Nwaejike Nnamdi, Elbur Ehab, Rammohan Kandadai S, Shah Rajesh
Department of Cardiothoracic Surgery, University Hospitals of South Manchester, Wythenshawe, UK.
Interact Cardiovasc Thorac Surg. 2013 Dec;17(6):988-90. doi: 10.1093/icvts/ivt396. Epub 2013 Aug 30.

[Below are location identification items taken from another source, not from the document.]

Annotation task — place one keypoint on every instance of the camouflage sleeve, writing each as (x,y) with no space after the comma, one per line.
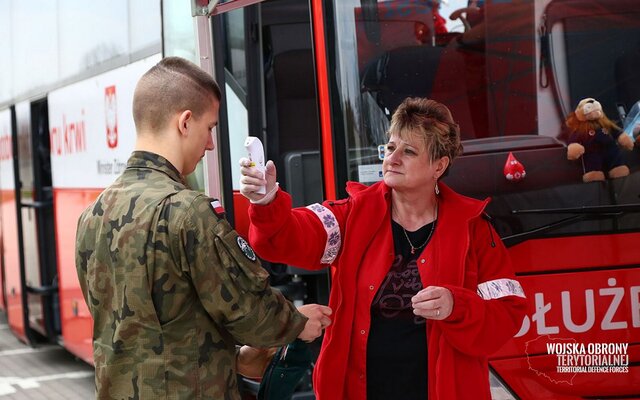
(232,285)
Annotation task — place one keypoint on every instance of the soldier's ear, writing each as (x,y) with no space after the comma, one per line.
(184,120)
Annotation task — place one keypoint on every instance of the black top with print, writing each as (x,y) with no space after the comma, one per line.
(397,345)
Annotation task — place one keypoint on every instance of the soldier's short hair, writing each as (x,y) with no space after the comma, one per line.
(169,87)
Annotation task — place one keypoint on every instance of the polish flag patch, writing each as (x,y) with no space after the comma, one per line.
(217,207)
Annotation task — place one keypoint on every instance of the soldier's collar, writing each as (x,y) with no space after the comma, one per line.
(146,159)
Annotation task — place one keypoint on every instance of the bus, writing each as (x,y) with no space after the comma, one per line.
(317,82)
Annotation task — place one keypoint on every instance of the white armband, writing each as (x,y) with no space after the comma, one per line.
(330,224)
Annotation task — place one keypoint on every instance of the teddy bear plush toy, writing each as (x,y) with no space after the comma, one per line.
(593,137)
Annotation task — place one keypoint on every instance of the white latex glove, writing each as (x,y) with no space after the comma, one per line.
(252,179)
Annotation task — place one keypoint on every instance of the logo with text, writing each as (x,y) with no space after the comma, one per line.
(572,358)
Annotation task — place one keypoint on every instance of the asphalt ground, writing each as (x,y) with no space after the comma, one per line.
(41,372)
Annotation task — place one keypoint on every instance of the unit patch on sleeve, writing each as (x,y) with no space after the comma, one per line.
(246,249)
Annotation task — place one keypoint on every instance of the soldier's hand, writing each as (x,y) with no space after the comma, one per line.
(252,361)
(318,320)
(252,179)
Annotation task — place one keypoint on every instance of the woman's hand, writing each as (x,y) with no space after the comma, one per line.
(433,302)
(252,179)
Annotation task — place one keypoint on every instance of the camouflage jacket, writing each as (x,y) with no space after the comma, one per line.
(172,289)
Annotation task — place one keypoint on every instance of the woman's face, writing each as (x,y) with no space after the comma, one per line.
(407,165)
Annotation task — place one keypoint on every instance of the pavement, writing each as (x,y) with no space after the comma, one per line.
(46,371)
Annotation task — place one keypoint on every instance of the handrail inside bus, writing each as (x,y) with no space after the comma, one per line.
(500,144)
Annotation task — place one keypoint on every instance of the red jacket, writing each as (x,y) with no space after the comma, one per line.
(464,255)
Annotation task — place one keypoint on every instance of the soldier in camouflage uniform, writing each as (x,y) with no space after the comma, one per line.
(171,286)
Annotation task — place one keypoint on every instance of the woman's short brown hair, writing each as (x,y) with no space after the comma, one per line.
(431,121)
(172,86)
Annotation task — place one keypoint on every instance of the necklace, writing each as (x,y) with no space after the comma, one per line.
(433,228)
(414,248)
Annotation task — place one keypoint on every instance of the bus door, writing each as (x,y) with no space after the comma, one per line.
(8,234)
(264,63)
(35,222)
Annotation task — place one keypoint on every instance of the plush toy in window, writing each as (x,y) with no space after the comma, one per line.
(593,137)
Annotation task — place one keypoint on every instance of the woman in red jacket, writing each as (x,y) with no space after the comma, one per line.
(423,289)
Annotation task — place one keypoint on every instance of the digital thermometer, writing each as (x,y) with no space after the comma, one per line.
(256,155)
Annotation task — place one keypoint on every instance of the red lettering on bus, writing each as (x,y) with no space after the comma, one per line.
(69,139)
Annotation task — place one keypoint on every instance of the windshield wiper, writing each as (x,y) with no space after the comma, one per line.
(583,213)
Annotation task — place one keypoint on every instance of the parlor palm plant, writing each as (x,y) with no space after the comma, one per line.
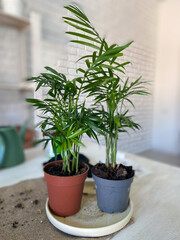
(64,118)
(104,80)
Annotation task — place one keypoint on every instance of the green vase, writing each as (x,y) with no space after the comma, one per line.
(11,146)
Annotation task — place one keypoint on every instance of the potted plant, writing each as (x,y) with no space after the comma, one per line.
(64,120)
(112,91)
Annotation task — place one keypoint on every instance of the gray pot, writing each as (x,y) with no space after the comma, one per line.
(112,195)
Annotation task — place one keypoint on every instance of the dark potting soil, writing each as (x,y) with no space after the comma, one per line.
(120,172)
(57,170)
(82,158)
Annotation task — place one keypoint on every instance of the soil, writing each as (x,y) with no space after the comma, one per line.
(82,158)
(120,172)
(57,170)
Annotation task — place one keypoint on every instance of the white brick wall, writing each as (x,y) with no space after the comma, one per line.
(120,21)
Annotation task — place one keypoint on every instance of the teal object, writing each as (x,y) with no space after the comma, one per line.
(11,146)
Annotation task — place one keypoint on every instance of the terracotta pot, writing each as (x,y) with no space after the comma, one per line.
(65,193)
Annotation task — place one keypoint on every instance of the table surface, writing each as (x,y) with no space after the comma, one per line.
(156,198)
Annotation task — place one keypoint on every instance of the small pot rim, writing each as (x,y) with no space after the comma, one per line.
(115,180)
(54,162)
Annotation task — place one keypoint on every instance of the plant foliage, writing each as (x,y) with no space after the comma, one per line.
(64,118)
(104,80)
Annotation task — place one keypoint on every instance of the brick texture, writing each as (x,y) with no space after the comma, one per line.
(120,21)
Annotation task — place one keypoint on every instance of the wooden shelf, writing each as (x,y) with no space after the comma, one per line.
(21,87)
(13,21)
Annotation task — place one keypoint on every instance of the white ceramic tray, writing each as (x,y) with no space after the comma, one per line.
(90,221)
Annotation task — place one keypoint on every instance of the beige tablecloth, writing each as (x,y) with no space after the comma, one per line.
(156,199)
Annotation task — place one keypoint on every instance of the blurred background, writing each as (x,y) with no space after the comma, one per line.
(32,36)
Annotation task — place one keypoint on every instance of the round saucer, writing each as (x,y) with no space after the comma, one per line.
(90,221)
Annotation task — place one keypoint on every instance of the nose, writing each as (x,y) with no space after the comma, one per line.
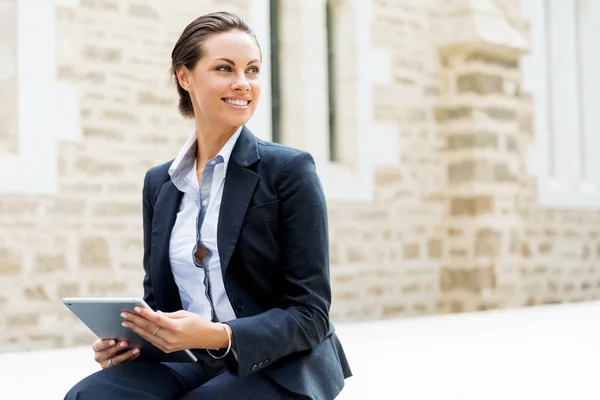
(240,83)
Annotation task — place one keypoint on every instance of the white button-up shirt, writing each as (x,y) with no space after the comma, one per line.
(200,205)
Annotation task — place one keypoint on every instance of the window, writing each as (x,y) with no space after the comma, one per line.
(34,170)
(561,73)
(331,77)
(274,18)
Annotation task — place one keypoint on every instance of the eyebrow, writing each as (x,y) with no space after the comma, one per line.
(232,63)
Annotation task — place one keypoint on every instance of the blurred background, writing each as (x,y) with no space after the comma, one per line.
(458,142)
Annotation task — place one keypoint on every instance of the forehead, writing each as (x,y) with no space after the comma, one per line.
(232,44)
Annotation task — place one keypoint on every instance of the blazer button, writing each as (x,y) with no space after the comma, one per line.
(238,304)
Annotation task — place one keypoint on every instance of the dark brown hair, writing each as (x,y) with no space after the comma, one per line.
(188,49)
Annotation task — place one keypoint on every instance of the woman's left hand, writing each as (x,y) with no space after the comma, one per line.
(170,332)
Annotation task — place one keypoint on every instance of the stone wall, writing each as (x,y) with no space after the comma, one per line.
(454,226)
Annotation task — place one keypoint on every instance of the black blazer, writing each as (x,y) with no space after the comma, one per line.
(274,248)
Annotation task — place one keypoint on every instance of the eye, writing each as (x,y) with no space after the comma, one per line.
(224,68)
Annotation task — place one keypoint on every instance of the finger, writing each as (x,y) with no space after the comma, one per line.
(101,345)
(158,318)
(102,356)
(175,315)
(139,321)
(154,339)
(129,355)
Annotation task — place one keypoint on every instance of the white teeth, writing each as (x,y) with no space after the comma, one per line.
(237,102)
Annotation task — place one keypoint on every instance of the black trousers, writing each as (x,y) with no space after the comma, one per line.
(139,380)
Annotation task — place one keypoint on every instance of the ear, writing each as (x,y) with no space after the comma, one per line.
(184,77)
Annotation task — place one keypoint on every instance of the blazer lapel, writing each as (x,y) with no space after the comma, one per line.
(240,183)
(165,213)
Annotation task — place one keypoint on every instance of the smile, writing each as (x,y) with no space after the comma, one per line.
(237,104)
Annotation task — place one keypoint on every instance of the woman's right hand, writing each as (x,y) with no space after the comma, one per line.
(106,350)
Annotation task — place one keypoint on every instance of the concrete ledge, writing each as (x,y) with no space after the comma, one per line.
(546,352)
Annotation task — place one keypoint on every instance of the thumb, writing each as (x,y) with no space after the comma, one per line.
(175,315)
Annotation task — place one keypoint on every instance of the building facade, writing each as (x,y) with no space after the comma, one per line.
(456,141)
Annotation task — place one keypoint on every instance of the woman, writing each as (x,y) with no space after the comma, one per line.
(235,249)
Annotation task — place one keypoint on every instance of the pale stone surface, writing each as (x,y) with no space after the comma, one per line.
(454,224)
(519,354)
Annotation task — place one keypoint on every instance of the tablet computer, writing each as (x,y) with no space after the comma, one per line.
(103,317)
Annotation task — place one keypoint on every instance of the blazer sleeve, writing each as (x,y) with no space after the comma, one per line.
(303,322)
(147,212)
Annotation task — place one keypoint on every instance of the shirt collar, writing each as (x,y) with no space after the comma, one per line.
(185,162)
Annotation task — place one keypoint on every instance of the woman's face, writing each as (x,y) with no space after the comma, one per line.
(224,85)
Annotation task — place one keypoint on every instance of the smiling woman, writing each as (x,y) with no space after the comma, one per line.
(236,254)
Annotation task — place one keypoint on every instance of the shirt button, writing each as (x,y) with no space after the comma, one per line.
(238,304)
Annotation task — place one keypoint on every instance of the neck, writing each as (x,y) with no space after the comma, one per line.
(210,142)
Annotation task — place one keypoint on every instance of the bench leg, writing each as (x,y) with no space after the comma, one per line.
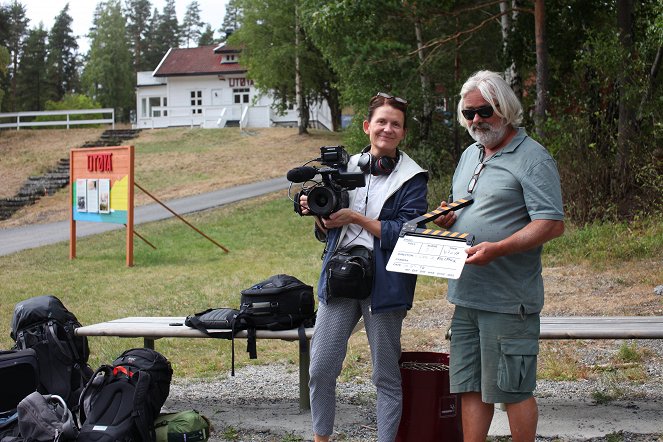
(304,362)
(148,343)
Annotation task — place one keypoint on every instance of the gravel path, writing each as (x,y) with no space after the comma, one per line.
(611,400)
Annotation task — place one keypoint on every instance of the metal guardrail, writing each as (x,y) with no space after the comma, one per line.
(66,122)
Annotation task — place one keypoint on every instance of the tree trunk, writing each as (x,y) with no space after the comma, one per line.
(541,67)
(508,23)
(626,125)
(301,124)
(426,120)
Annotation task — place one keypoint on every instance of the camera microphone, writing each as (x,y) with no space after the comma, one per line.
(301,174)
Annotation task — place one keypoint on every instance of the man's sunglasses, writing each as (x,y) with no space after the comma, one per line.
(483,111)
(391,97)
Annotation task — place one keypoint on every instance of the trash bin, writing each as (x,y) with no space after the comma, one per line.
(430,412)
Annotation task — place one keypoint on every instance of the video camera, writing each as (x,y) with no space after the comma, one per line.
(331,193)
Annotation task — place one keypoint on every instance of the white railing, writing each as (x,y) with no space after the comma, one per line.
(67,121)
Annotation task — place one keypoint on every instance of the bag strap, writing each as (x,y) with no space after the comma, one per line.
(303,342)
(145,424)
(251,343)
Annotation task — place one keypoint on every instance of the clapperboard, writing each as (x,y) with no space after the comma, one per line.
(431,252)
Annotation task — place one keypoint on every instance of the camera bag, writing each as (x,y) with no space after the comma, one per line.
(218,319)
(19,376)
(281,302)
(349,273)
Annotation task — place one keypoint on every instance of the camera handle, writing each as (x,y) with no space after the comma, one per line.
(417,225)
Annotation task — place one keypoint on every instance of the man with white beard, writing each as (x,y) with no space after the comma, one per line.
(499,296)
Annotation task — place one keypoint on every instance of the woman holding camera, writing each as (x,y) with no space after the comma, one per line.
(395,192)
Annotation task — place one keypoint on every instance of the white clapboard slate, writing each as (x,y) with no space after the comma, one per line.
(439,253)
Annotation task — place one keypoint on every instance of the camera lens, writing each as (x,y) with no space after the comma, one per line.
(321,201)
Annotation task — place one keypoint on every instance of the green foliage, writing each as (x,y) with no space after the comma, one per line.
(628,352)
(603,243)
(62,62)
(71,102)
(108,75)
(31,81)
(268,36)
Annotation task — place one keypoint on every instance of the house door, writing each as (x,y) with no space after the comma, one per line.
(217,95)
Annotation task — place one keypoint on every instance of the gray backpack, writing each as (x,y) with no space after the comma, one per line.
(45,417)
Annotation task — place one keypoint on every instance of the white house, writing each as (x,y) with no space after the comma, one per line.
(208,87)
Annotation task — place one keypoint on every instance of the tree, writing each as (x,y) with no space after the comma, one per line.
(207,36)
(108,75)
(154,48)
(32,84)
(191,24)
(4,62)
(267,34)
(138,20)
(232,18)
(16,34)
(62,60)
(167,33)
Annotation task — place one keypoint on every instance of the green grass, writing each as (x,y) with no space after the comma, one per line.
(605,244)
(187,274)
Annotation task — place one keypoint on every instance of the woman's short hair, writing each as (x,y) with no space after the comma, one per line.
(496,91)
(381,99)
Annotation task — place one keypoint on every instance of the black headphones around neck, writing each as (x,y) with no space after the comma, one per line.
(377,166)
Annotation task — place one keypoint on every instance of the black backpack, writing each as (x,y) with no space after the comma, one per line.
(281,302)
(44,324)
(19,376)
(121,401)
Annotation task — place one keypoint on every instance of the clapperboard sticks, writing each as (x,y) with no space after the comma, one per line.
(417,225)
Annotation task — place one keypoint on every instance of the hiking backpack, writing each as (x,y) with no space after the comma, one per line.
(19,376)
(44,324)
(281,302)
(45,418)
(122,400)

A 29-year old woman at 26 weeks gestation (gravida 3 and para 0) presented with an acute left-sided pneumothorax. She had a 10 pack-year smoking history and no other relevant medical history. Over the next 3 weeks, she had three recurrences of her left-sided pneumothorax, each of which was managed by intercostal drain insertion. During the fourth episode of pneumothorax, after chest drain insertion there was a continued air-leak for 4 days. She was referred to the cardiothoracic service for further management of this problem. A best evidence topic was constructed according to a structured protocol to answer the question: in pregnant patients with a recurrent or persistent pneumothorax, is surgery safer compared with conservative treatment for the wellbeing of the patient and the foetus? The 2010 guidelines for the management of pneumothorax state that there is Level C evidence that simple observation and aspiration are usually effective during pregnancy, with elective assisted delivery and regional anaesthesia at or near term. The guidelines also state Level D evidence that a video-assisted thoracoscopic surgery (VATS) procedure should be considered after birth. Three hundred and eighty-four papers were found, and from these, four papers were identified describing 79 cases of pneumothorax in pregnancy to provide the best evidence to answer the question. Conservative treatment by observation alone with or without tube thoracostomy compared with surgical treatment by VATS or thoracotomy are the options used in the observed literature reviews. All reports observe no difference in outcome to the mother or foetus if a conservative approach (observation or tube thoracostomy) is used compared with surgery prior to the delivery of the baby. However, an initial conservative approach could lead to surgery after delivery for a persistent pneumothorax in as much as 40% of patients. A persistent pneumothorax after delivery that might require surgery delays discharge home and compromises the normal interaction between the mother and new-born child, which might be distressing. For informed consent, the implications of the risk of persistent pneumothorax requiring surgery after delivery where a conservative approach is used initially should be discussed with the patient and family to aid decision making.
一名孕26周的29岁女性(孕3产0)因急性左侧气胸入院。她有10年的吸烟史,无其他相关病史。在接下来的3周内,她左侧气胸复发3次,每次均通过肋间置管引流进行处理。在第四次气胸发作时,胸腔引流管置入后持续漏气4天。她被转诊至心胸外科以进一步处理该问题。根据结构化方案构建了一个最佳证据主题,以回答以下问题:对于复发性或持续性气胸的孕妇,就患者和胎儿的健康而言,手术治疗与保守治疗相比是否更安全?2010年气胸管理指南指出,有C级证据表明,孕期单纯观察和抽气通常有效,可在足月或接近足月时选择辅助分娩和区域麻醉。该指南还指出有D级证据表明,产后应考虑行电视辅助胸腔镜手术(VATS)。共检索到384篇论文,从中筛选出4篇描述79例孕期气胸病例的论文,以提供回答该问题的最佳证据。观察性文献综述中使用的选项包括单纯观察(无论是否行胸腔闭式引流)的保守治疗与VATS或开胸手术的手术治疗。所有报告均观察到,与分娩前手术相比,采用保守方法(观察或胸腔闭式引流)对母亲或胎儿的结局无差异。然而,初始采用保守方法可能导致40%的患者产后因持续性气胸而需要手术。产后持续性气胸可能需要手术,这会延迟出院,并影响母亲与新生儿之间的正常互动,可能令人苦恼。为了获得知情同意,应与患者及其家属讨论初始采用保守方法后产后需要手术治疗持续性气胸的风险,以帮助做出决策。